(This is my fourth and probably, for now, last tale from the East Coast. We’re nearly packed and I’ll be in L.A. and writing real L.A. stories full-time starting next week. -Joe)
As I mentioned in the first installment of this series, I’ve been living in Jersey City, one subway stop from NYC. Jersey City is a sort of inner-ring suburb of NYC, but located in a different state. Jersey City is fairly population-dense, very walkable, and well-serviced by subway, bus, and light rail. For an L.A. County benchmark, Jersey City is roughly the same population as Glendale, in a bit smaller area. “JC” is a big city in its own right, but it’s small in comparison to our taller neighbor across the Hudson River. Hence, I think that the Jersey City bikeway implementation story might be most applicable to L.A. County cities like Torrance, Pomona, Glendale, Pasadena and like. Good sized cities, but small in comparison to the city of Los Angeles.

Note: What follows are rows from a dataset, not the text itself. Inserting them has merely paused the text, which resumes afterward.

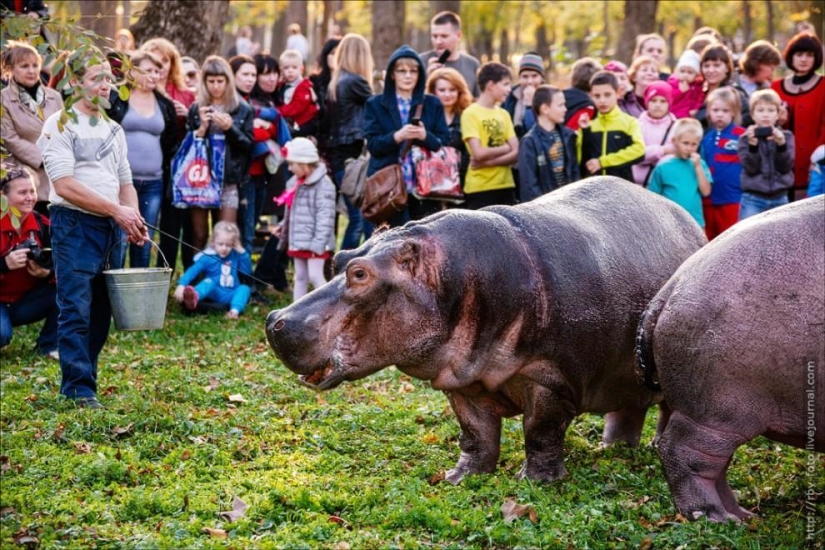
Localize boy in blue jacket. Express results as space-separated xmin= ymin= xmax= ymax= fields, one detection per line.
xmin=175 ymin=222 xmax=252 ymax=319
xmin=518 ymin=86 xmax=579 ymax=202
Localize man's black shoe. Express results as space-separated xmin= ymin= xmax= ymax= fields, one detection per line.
xmin=74 ymin=397 xmax=103 ymax=409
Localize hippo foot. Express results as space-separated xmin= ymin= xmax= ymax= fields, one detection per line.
xmin=444 ymin=453 xmax=496 ymax=485
xmin=516 ymin=462 xmax=567 ymax=483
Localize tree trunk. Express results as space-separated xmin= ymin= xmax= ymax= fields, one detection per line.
xmin=616 ymin=0 xmax=659 ymax=64
xmin=78 ymin=0 xmax=119 ymax=48
xmin=430 ymin=0 xmax=461 ymax=15
xmin=372 ymin=0 xmax=406 ymax=70
xmin=281 ymin=0 xmax=313 ymax=52
xmin=131 ymin=0 xmax=229 ymax=62
xmin=742 ymin=0 xmax=753 ymax=46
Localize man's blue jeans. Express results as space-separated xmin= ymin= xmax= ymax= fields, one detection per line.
xmin=238 ymin=176 xmax=267 ymax=254
xmin=739 ymin=191 xmax=788 ymax=222
xmin=129 ymin=180 xmax=162 ymax=268
xmin=0 ymin=280 xmax=57 ymax=355
xmin=50 ymin=206 xmax=126 ymax=399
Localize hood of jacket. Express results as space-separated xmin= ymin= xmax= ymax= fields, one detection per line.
xmin=384 ymin=44 xmax=427 ymax=105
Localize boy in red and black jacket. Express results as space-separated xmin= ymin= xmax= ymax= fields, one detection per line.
xmin=275 ymin=50 xmax=318 ymax=137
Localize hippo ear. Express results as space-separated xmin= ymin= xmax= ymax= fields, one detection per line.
xmin=395 ymin=241 xmax=421 ymax=276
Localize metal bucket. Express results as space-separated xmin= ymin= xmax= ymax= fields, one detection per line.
xmin=103 ymin=241 xmax=172 ymax=330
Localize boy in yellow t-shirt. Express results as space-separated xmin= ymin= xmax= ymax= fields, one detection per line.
xmin=461 ymin=62 xmax=518 ymax=210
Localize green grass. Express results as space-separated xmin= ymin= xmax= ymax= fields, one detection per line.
xmin=0 ymin=303 xmax=825 ymax=549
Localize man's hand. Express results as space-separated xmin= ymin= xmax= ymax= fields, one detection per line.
xmin=579 ymin=158 xmax=602 ymax=174
xmin=6 ymin=248 xmax=29 ymax=271
xmin=112 ymin=205 xmax=149 ymax=245
xmin=26 ymin=260 xmax=51 ymax=279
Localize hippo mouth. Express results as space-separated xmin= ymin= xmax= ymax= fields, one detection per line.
xmin=298 ymin=359 xmax=345 ymax=391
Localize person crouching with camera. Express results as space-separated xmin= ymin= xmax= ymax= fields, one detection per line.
xmin=739 ymin=90 xmax=794 ymax=221
xmin=0 ymin=166 xmax=59 ymax=360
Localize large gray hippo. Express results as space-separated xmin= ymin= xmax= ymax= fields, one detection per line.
xmin=638 ymin=196 xmax=825 ymax=521
xmin=266 ymin=177 xmax=706 ymax=483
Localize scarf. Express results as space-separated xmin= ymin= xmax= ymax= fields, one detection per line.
xmin=273 ymin=178 xmax=304 ymax=208
xmin=11 ymin=79 xmax=46 ymax=120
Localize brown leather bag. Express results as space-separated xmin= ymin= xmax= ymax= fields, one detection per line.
xmin=361 ymin=104 xmax=423 ymax=225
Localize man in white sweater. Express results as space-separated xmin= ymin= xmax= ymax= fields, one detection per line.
xmin=38 ymin=52 xmax=147 ymax=409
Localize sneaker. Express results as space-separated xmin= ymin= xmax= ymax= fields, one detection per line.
xmin=183 ymin=286 xmax=198 ymax=311
xmin=74 ymin=397 xmax=103 ymax=409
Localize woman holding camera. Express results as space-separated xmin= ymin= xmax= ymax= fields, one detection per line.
xmin=0 ymin=166 xmax=59 ymax=359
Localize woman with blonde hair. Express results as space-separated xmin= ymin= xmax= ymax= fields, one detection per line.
xmin=427 ymin=67 xmax=473 ymax=187
xmin=140 ymin=38 xmax=200 ymax=269
xmin=625 ymin=55 xmax=659 ymax=118
xmin=327 ymin=33 xmax=373 ymax=250
xmin=186 ymin=55 xmax=254 ymax=249
xmin=0 ymin=41 xmax=63 ymax=215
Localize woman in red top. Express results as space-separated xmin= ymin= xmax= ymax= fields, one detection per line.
xmin=771 ymin=32 xmax=825 ymax=201
xmin=140 ymin=38 xmax=195 ymax=270
xmin=0 ymin=166 xmax=58 ymax=359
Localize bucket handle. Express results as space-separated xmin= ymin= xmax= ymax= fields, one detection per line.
xmin=104 ymin=237 xmax=169 ymax=270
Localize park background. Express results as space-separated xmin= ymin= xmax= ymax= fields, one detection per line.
xmin=50 ymin=0 xmax=825 ymax=80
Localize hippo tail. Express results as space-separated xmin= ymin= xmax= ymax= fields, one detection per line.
xmin=636 ymin=293 xmax=667 ymax=391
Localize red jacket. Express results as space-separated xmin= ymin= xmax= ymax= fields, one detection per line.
xmin=0 ymin=212 xmax=54 ymax=304
xmin=277 ymin=78 xmax=318 ymax=126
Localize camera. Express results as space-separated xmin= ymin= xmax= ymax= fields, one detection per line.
xmin=12 ymin=235 xmax=52 ymax=268
xmin=753 ymin=126 xmax=773 ymax=139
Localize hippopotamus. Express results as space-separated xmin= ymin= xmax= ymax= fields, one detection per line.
xmin=266 ymin=177 xmax=706 ymax=483
xmin=638 ymin=196 xmax=825 ymax=522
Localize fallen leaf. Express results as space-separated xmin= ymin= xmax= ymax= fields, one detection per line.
xmin=501 ymin=498 xmax=538 ymax=523
xmin=218 ymin=497 xmax=249 ymax=523
xmin=203 ymin=527 xmax=229 ymax=539
xmin=112 ymin=422 xmax=135 ymax=437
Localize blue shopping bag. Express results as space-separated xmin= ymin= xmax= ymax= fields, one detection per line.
xmin=172 ymin=132 xmax=226 ymax=208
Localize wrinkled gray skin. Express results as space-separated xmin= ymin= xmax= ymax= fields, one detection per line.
xmin=266 ymin=177 xmax=706 ymax=483
xmin=639 ymin=196 xmax=825 ymax=521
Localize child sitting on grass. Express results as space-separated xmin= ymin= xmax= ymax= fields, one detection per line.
xmin=648 ymin=118 xmax=713 ymax=229
xmin=175 ymin=222 xmax=252 ymax=319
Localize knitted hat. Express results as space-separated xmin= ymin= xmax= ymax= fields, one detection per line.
xmin=604 ymin=59 xmax=627 ymax=73
xmin=284 ymin=138 xmax=321 ymax=164
xmin=518 ymin=53 xmax=544 ymax=77
xmin=676 ymin=50 xmax=702 ymax=74
xmin=645 ymin=80 xmax=673 ymax=106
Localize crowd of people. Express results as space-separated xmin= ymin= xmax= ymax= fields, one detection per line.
xmin=0 ymin=3 xmax=825 ymax=408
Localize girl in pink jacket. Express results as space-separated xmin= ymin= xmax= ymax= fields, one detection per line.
xmin=633 ymin=81 xmax=676 ymax=187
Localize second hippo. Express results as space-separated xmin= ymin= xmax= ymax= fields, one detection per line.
xmin=266 ymin=177 xmax=706 ymax=483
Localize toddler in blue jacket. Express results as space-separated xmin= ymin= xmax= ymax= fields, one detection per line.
xmin=175 ymin=222 xmax=252 ymax=319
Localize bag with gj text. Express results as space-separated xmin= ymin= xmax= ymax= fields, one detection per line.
xmin=172 ymin=132 xmax=226 ymax=208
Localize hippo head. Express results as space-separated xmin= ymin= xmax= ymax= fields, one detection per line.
xmin=266 ymin=224 xmax=451 ymax=390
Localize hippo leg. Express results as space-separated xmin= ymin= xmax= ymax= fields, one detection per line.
xmin=444 ymin=392 xmax=501 ymax=485
xmin=652 ymin=401 xmax=673 ymax=447
xmin=658 ymin=411 xmax=748 ymax=522
xmin=602 ymin=408 xmax=647 ymax=447
xmin=518 ymin=388 xmax=575 ymax=482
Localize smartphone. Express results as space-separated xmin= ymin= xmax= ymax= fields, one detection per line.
xmin=753 ymin=126 xmax=773 ymax=138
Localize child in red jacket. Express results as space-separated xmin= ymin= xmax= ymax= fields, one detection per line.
xmin=276 ymin=50 xmax=318 ymax=137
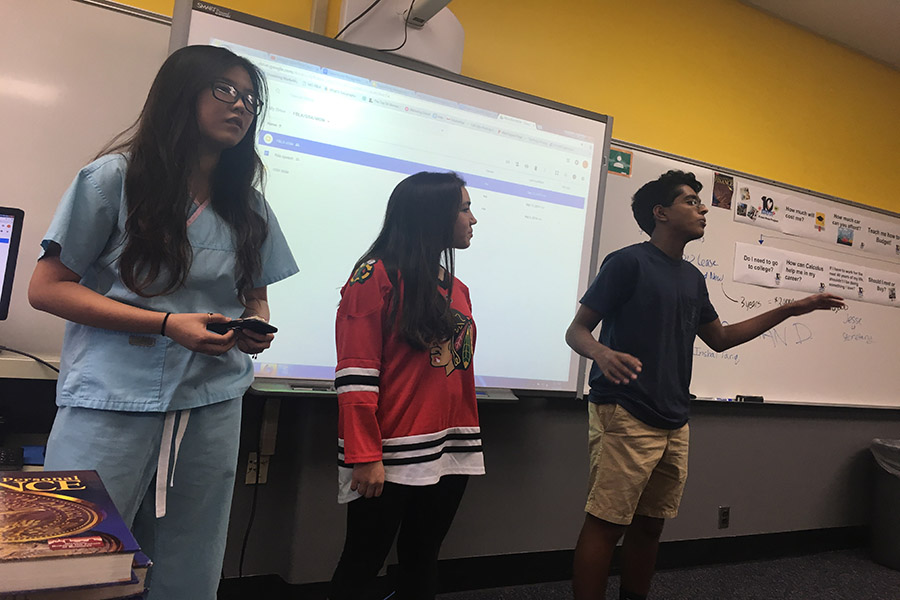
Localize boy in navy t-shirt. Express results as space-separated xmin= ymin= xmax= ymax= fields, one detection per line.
xmin=566 ymin=171 xmax=843 ymax=600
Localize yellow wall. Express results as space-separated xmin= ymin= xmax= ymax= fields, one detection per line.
xmin=131 ymin=0 xmax=900 ymax=212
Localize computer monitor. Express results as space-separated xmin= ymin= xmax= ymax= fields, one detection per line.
xmin=0 ymin=207 xmax=25 ymax=320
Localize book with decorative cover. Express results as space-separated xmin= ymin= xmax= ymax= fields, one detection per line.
xmin=0 ymin=471 xmax=140 ymax=593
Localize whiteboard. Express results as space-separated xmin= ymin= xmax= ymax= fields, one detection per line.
xmin=0 ymin=0 xmax=169 ymax=378
xmin=585 ymin=140 xmax=900 ymax=408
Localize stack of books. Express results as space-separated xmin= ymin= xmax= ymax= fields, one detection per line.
xmin=0 ymin=471 xmax=150 ymax=600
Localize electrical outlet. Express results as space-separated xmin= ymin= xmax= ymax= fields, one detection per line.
xmin=244 ymin=452 xmax=269 ymax=485
xmin=719 ymin=506 xmax=731 ymax=529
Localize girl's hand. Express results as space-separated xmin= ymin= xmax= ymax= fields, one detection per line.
xmin=350 ymin=460 xmax=384 ymax=498
xmin=237 ymin=324 xmax=275 ymax=354
xmin=166 ymin=313 xmax=237 ymax=356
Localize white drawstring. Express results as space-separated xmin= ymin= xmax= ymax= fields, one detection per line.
xmin=156 ymin=409 xmax=191 ymax=519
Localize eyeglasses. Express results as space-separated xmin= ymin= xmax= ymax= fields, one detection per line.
xmin=211 ymin=81 xmax=262 ymax=115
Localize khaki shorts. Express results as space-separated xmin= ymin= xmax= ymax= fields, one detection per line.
xmin=584 ymin=402 xmax=690 ymax=525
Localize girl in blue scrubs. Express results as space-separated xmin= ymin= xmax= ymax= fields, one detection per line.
xmin=28 ymin=46 xmax=297 ymax=600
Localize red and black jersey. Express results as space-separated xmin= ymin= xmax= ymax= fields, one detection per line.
xmin=334 ymin=260 xmax=484 ymax=503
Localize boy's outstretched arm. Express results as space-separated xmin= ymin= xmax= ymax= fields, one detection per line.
xmin=698 ymin=294 xmax=845 ymax=352
xmin=566 ymin=304 xmax=641 ymax=384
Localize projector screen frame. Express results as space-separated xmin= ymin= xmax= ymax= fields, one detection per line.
xmin=169 ymin=0 xmax=613 ymax=401
xmin=0 ymin=206 xmax=25 ymax=321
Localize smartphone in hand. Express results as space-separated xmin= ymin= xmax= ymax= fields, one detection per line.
xmin=206 ymin=318 xmax=278 ymax=335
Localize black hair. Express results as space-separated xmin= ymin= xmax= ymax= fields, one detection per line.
xmin=356 ymin=173 xmax=466 ymax=350
xmin=631 ymin=170 xmax=703 ymax=235
xmin=101 ymin=46 xmax=268 ymax=302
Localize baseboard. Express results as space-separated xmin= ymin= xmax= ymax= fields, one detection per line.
xmin=218 ymin=526 xmax=868 ymax=600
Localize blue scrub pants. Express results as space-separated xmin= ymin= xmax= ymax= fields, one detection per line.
xmin=44 ymin=398 xmax=241 ymax=600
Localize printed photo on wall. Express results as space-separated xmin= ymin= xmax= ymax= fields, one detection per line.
xmin=837 ymin=225 xmax=853 ymax=246
xmin=713 ymin=173 xmax=734 ymax=210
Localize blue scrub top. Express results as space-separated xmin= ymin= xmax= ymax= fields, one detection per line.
xmin=42 ymin=154 xmax=298 ymax=412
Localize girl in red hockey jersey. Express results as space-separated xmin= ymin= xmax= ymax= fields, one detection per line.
xmin=331 ymin=173 xmax=484 ymax=600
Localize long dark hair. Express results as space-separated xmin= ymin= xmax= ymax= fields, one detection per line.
xmin=357 ymin=173 xmax=466 ymax=350
xmin=100 ymin=46 xmax=268 ymax=302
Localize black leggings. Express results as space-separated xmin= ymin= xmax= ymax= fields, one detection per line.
xmin=331 ymin=475 xmax=469 ymax=600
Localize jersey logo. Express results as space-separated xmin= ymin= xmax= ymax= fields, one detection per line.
xmin=350 ymin=258 xmax=376 ymax=285
xmin=429 ymin=309 xmax=475 ymax=377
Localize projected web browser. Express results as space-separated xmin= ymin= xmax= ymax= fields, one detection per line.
xmin=189 ymin=10 xmax=608 ymax=390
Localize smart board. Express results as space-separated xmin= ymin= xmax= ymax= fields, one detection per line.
xmin=173 ymin=2 xmax=610 ymax=391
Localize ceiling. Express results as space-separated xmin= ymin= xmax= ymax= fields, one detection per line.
xmin=740 ymin=0 xmax=900 ymax=71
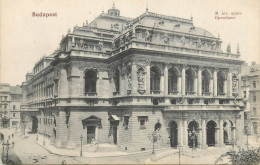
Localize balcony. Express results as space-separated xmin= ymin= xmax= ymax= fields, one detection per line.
xmin=168 ymin=91 xmax=179 ymax=95
xmin=202 ymin=92 xmax=211 ymax=96
xmin=85 ymin=92 xmax=97 ymax=96
xmin=151 ymin=90 xmax=161 ymax=95
xmin=186 ymin=91 xmax=195 ymax=96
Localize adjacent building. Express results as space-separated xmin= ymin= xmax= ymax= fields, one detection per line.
xmin=241 ymin=62 xmax=260 ymax=135
xmin=0 ymin=83 xmax=22 ymax=128
xmin=22 ymin=6 xmax=244 ymax=151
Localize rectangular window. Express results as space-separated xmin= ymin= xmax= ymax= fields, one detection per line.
xmin=244 ymin=91 xmax=246 ymax=98
xmin=138 ymin=116 xmax=148 ymax=129
xmin=243 ymin=80 xmax=246 ymax=86
xmin=253 ymin=81 xmax=256 ymax=88
xmin=123 ymin=116 xmax=129 ymax=129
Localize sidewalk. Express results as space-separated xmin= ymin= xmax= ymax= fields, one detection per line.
xmin=37 ymin=135 xmax=172 ymax=158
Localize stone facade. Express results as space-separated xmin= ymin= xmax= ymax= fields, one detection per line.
xmin=0 ymin=83 xmax=22 ymax=128
xmin=23 ymin=4 xmax=244 ymax=151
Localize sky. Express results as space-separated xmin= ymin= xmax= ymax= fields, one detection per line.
xmin=0 ymin=0 xmax=260 ymax=85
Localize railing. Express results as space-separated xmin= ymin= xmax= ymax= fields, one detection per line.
xmin=186 ymin=91 xmax=195 ymax=96
xmin=202 ymin=92 xmax=211 ymax=96
xmin=151 ymin=90 xmax=161 ymax=94
xmin=168 ymin=91 xmax=179 ymax=95
xmin=85 ymin=92 xmax=97 ymax=96
xmin=218 ymin=92 xmax=226 ymax=96
xmin=113 ymin=91 xmax=119 ymax=96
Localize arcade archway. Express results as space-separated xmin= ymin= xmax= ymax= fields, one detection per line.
xmin=169 ymin=121 xmax=178 ymax=147
xmin=188 ymin=121 xmax=199 ymax=148
xmin=207 ymin=120 xmax=217 ymax=147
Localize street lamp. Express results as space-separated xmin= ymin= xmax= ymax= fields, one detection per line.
xmin=189 ymin=127 xmax=198 ymax=150
xmin=80 ymin=135 xmax=83 ymax=156
xmin=2 ymin=140 xmax=10 ymax=163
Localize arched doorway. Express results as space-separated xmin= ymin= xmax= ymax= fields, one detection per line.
xmin=188 ymin=121 xmax=199 ymax=148
xmin=169 ymin=121 xmax=178 ymax=147
xmin=207 ymin=120 xmax=217 ymax=147
xmin=32 ymin=116 xmax=38 ymax=133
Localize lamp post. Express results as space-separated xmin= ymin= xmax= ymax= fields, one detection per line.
xmin=80 ymin=135 xmax=83 ymax=156
xmin=189 ymin=127 xmax=197 ymax=150
xmin=2 ymin=140 xmax=10 ymax=163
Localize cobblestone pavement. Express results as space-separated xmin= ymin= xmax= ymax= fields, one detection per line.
xmin=5 ymin=130 xmax=258 ymax=164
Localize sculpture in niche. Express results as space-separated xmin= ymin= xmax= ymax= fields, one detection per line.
xmin=227 ymin=44 xmax=231 ymax=53
xmin=145 ymin=30 xmax=151 ymax=41
xmin=76 ymin=39 xmax=88 ymax=49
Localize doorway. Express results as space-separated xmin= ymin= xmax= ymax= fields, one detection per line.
xmin=87 ymin=126 xmax=96 ymax=144
xmin=207 ymin=120 xmax=217 ymax=147
xmin=170 ymin=121 xmax=178 ymax=148
xmin=188 ymin=121 xmax=199 ymax=148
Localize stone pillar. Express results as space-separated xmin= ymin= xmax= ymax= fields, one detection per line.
xmin=181 ymin=65 xmax=186 ymax=96
xmin=183 ymin=119 xmax=188 ymax=146
xmin=160 ymin=74 xmax=164 ymax=94
xmin=198 ymin=67 xmax=202 ymax=96
xmin=177 ymin=75 xmax=181 ymax=94
xmin=215 ymin=127 xmax=219 ymax=147
xmin=209 ymin=78 xmax=213 ymax=96
xmin=146 ymin=61 xmax=151 ymax=94
xmin=227 ymin=71 xmax=232 ymax=97
xmin=194 ymin=77 xmax=198 ymax=95
xmin=201 ymin=119 xmax=208 ymax=149
xmin=219 ymin=119 xmax=224 ymax=147
xmin=131 ymin=63 xmax=138 ymax=94
xmin=164 ymin=63 xmax=169 ymax=95
xmin=213 ymin=69 xmax=218 ymax=97
xmin=198 ymin=127 xmax=202 ymax=149
xmin=178 ymin=119 xmax=183 ymax=146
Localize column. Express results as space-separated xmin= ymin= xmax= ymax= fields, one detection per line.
xmin=131 ymin=63 xmax=137 ymax=94
xmin=219 ymin=119 xmax=224 ymax=147
xmin=202 ymin=119 xmax=208 ymax=149
xmin=164 ymin=63 xmax=169 ymax=95
xmin=146 ymin=61 xmax=151 ymax=94
xmin=215 ymin=127 xmax=219 ymax=147
xmin=177 ymin=75 xmax=181 ymax=94
xmin=181 ymin=65 xmax=186 ymax=95
xmin=227 ymin=71 xmax=232 ymax=97
xmin=224 ymin=79 xmax=227 ymax=96
xmin=213 ymin=69 xmax=218 ymax=96
xmin=198 ymin=67 xmax=202 ymax=96
xmin=178 ymin=119 xmax=183 ymax=146
xmin=183 ymin=119 xmax=188 ymax=146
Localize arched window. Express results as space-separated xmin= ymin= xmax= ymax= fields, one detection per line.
xmin=150 ymin=66 xmax=160 ymax=93
xmin=217 ymin=71 xmax=225 ymax=95
xmin=168 ymin=68 xmax=178 ymax=94
xmin=85 ymin=70 xmax=97 ymax=95
xmin=201 ymin=70 xmax=210 ymax=94
xmin=113 ymin=69 xmax=120 ymax=93
xmin=186 ymin=69 xmax=194 ymax=93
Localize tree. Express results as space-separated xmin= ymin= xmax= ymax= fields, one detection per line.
xmin=215 ymin=147 xmax=260 ymax=165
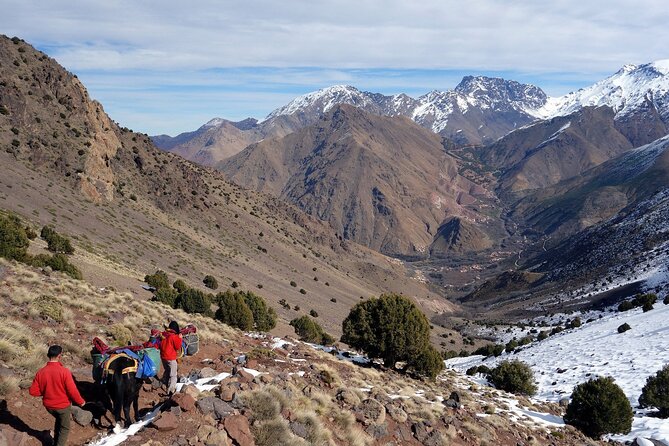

When I moved here in 2012, Jersey City had two very short on-street bike lanes. One is 5-blocks long, painted as a sort of Earth Day 2012 publicity stunt. The other bike lane is even shorter; it’s on a widened bridge in a state park.
The local bicycle advocates formed a non-profit, called BikeJC. BikeJC hosts rides, and pushes the city to do more for cycling. When I arrived, I got in touch with BikeJC and did some volunteering with them.
BikeJC leaders worked with the city to create a bicycle plan in 2006.
BikeJC leaders worked with the city to create another bicycle plan in 2010.
When, during election season in 2012, longtime Mayor Healy rolled out another bicycle plan, some BikeJC leaders were understandably discouraged. The mayor touted 55 miles of bikeways, lukewarmly declaring:
We’re obviously not going to put them [bikeways] in high-density traffic areas. But a lot of our side streets can accommodate bike lanes and we intend to do that.
The press quoted the 55 mile figure. The fine print, though, was that the city was committed to striping only the first 3 miles, which would be done the summer after the 2013 election. Like many bike plans, there was little political will, no timeline, and little confidence that implementation would actually happen.